Ahora que la polarización del país suscita tanto aspaviento, cabe recordar el tremendismo con el que Alfonso López Michelsen intentó escarmentar al electorado colombiano insuflando vida al fantasma del laureanismo con el doble propósito de exponer el ‘lobo bajo la piel’ del candidato conservador Belisario Betancur y mermar los arrestos de Luis Carlos Galán y su Nuevo Liberalismo. Corría el año 1982.

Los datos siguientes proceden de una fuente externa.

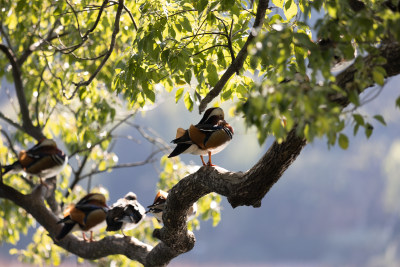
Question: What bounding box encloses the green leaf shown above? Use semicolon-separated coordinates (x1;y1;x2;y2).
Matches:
272;0;285;8
374;115;386;126
206;64;218;86
181;17;192;32
175;87;184;103
184;69;192;84
183;91;193;111
353;114;365;125
339;133;349;149
283;0;297;21
353;123;360;136
365;123;374;138
372;67;385;86
143;88;156;103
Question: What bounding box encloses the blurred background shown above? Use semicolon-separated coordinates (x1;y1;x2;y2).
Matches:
0;74;400;266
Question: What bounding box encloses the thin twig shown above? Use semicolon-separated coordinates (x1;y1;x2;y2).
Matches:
191;45;228;57
64;0;124;100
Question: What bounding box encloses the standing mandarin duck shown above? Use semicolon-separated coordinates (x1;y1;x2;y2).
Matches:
106;192;146;236
56;193;108;242
168;108;233;166
146;190;197;223
3;139;68;185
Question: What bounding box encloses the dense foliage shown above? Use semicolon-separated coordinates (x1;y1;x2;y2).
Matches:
0;0;400;266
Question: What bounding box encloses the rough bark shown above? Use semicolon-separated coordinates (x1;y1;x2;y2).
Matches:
0;1;400;266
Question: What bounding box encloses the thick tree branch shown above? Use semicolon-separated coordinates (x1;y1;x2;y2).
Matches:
0;184;152;264
199;0;269;113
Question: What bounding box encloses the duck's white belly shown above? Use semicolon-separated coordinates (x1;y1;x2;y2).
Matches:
183;141;229;156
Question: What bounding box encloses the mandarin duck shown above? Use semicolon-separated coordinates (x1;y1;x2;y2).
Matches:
3;139;68;185
168;108;233;166
56;193;108;242
146;190;197;223
106;192;146;236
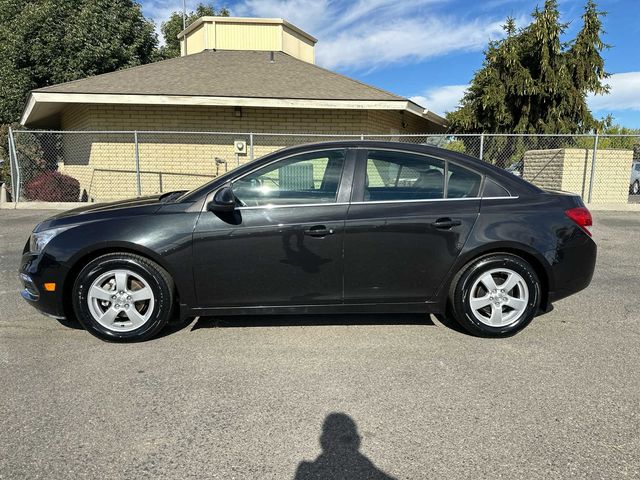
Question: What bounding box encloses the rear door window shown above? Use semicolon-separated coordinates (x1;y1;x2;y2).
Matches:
447;162;482;198
364;150;445;202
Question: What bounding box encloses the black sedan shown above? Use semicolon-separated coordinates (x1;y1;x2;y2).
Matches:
20;141;596;341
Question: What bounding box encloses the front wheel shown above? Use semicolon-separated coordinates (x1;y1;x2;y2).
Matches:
73;253;173;341
449;254;540;337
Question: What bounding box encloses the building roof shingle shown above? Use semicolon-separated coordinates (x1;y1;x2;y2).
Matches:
34;50;406;101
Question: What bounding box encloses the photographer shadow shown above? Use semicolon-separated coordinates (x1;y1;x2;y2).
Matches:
294;413;394;480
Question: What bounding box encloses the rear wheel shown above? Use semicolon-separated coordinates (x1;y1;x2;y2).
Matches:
73;253;173;341
449;254;540;337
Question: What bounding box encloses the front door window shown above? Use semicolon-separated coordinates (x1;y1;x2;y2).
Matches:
233;150;345;207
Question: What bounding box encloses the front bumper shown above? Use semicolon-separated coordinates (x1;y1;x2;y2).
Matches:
19;253;67;319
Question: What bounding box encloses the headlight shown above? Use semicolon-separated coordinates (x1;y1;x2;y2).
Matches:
29;225;73;253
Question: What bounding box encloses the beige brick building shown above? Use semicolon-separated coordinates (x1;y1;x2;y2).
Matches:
21;17;445;200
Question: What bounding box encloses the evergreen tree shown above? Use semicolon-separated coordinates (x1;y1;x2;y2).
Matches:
447;0;608;133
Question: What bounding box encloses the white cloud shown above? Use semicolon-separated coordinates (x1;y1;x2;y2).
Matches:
588;72;640;112
409;85;469;115
232;0;503;70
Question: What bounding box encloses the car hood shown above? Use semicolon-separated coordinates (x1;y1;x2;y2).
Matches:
34;195;162;231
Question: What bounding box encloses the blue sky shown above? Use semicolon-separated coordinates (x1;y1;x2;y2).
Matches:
142;0;640;128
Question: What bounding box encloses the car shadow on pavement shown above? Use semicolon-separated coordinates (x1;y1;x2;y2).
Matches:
191;314;435;330
294;412;394;480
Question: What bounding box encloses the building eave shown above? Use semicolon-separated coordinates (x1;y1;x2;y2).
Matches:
20;91;446;126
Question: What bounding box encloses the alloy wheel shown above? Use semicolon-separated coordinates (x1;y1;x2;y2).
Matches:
469;268;529;327
87;270;155;332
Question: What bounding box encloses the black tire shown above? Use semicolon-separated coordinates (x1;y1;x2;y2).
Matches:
71;253;174;342
448;254;541;337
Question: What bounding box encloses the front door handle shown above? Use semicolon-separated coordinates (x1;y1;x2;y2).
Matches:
304;225;334;237
431;217;462;230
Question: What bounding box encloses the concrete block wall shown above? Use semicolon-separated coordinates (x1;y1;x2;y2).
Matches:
523;148;633;204
59;105;436;201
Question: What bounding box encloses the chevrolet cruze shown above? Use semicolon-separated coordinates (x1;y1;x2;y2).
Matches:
20;141;596;341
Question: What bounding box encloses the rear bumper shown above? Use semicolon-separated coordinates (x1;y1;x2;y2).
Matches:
18;253;66;319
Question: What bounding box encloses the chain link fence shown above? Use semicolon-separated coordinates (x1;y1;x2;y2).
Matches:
8;130;640;204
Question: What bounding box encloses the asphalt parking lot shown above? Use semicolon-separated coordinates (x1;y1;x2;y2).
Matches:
0;210;640;479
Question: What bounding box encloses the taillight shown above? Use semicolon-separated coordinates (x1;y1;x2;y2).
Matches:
564;207;593;236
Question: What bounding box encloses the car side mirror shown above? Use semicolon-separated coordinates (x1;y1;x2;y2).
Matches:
207;185;236;212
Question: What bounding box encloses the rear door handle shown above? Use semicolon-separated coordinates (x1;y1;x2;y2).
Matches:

Portentoso anticlímax: voté por López y ganó Belisario, pero desde las primeras de cambio fue obvio, para tirios y troyanos, que con Betancur el país había elegido a un señor que, además de entender mejor el posible significado del vocablo ‘democracia’, era infinitamente más culto y menos provinciano que cualquiera de los liberales de trapo rojo que vociferaban con vibrato veintejuliero la ideología vacía de un partido que ya estaba tan muerto como Laureano, y el Partido Conservador, si vamos a ello.
De su parte, Augusto Ramírez Ocampo, designado por Belisario como alcalde de Bogotá, además de tomarse la molestia de colocar avisos excusando con fecha estimada las obras que realizaría el Distrito, pone en marcha la construcción de la Circunvalar e instaura para quedarse la ciclovía, la más alegre, sana, exitosa, económica y democrática de todas las iniciativas culturales y recreativas que jamás se hayan creado en todo el territorio patrio.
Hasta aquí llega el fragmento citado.